Collection, cleaning, analysis, and visualization of data were the high points of a data journalism workshop organized by the Press Club of India on Saturday, 10 December 2022, at its premises on Raisana Road.
Anoushka Dalmia, data journalism fellow at DataLeads, was the trainer for the three-hour session organized in association with the Google News Initiative.
During data collection, the sources need to be verified with respect to authenticity (what), accuracy (who), place (where), time (when), and the last updated status, Dalmia explained, adding the key sources of data must be inspected, regulated, purchased or registered.
Some of the tools demonstrated at the session were the Google dataset search and the Wayback Machine web archives.

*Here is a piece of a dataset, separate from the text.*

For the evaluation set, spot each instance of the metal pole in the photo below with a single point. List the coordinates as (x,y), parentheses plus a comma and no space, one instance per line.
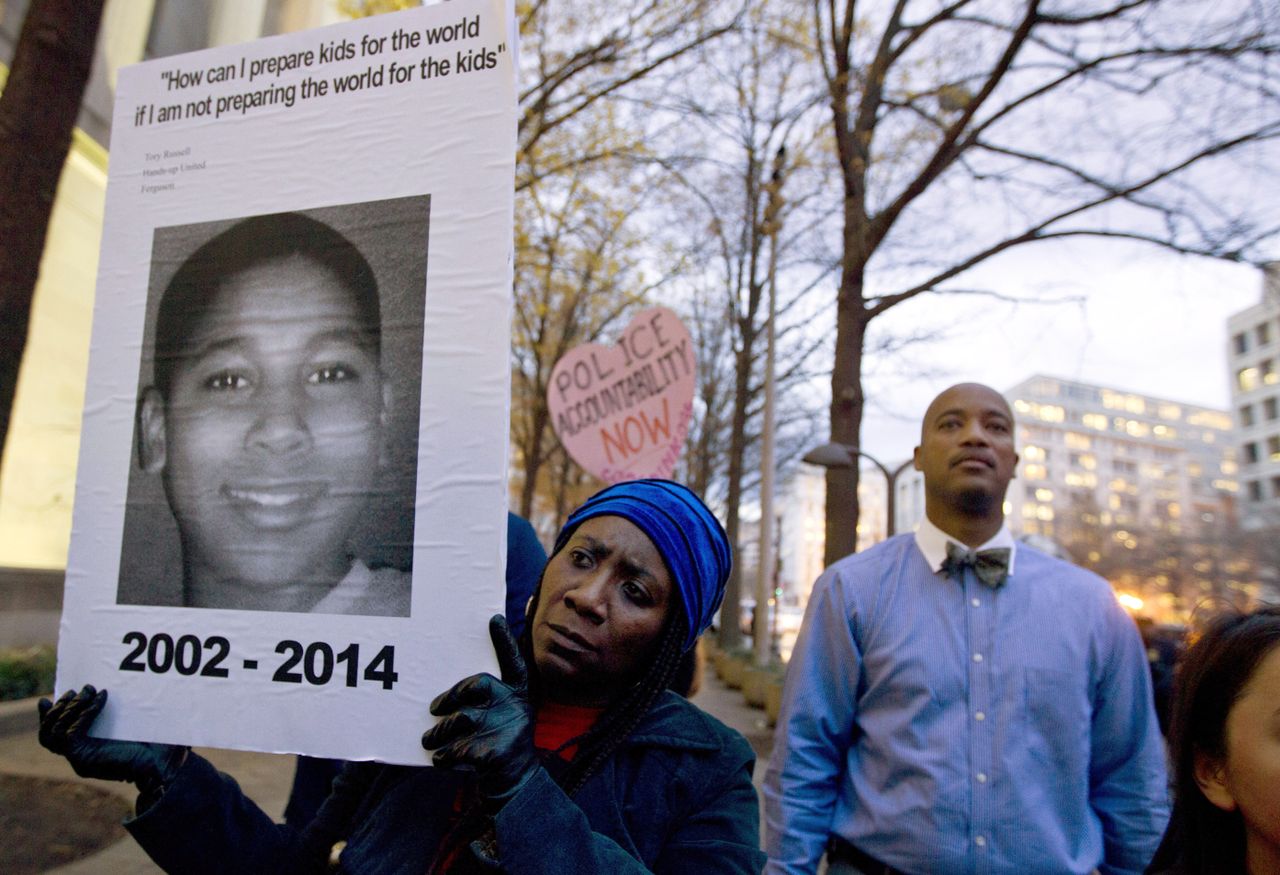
(764,581)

The Wayback Machine helps search collections of digital content; recover web pages, details & data; and collect history through website archives. It explores more than 651 billion web pages.
Data cleaning involves preparing data for interpreting, understanding, and perhaps visualization. The Scraping and Tabula techniques were demonstrated to extract data from human-readable output and transfer it to PDF and Google Sheets.
Data verification is used to analyze large collections of documents. The Google Pinpoint or Journalist Studio is a collection of tools to empower reporters and data journalists to do their articles and stories in a more efficient, creative, and secure manner. It helps explore and analyze large collections of documents.
The final step is data visualization, which adds value to stories and grabs the readers’ attention. Flourish, Data Wrapper, Tableau and Infogram were some other tools discussed at the workshop for creating quality data graphics to bring stories to life through visualization and storytelling.
The workshop ended with the DataLeads team announcing a series of data journalism workshops across several Indian towns and cities.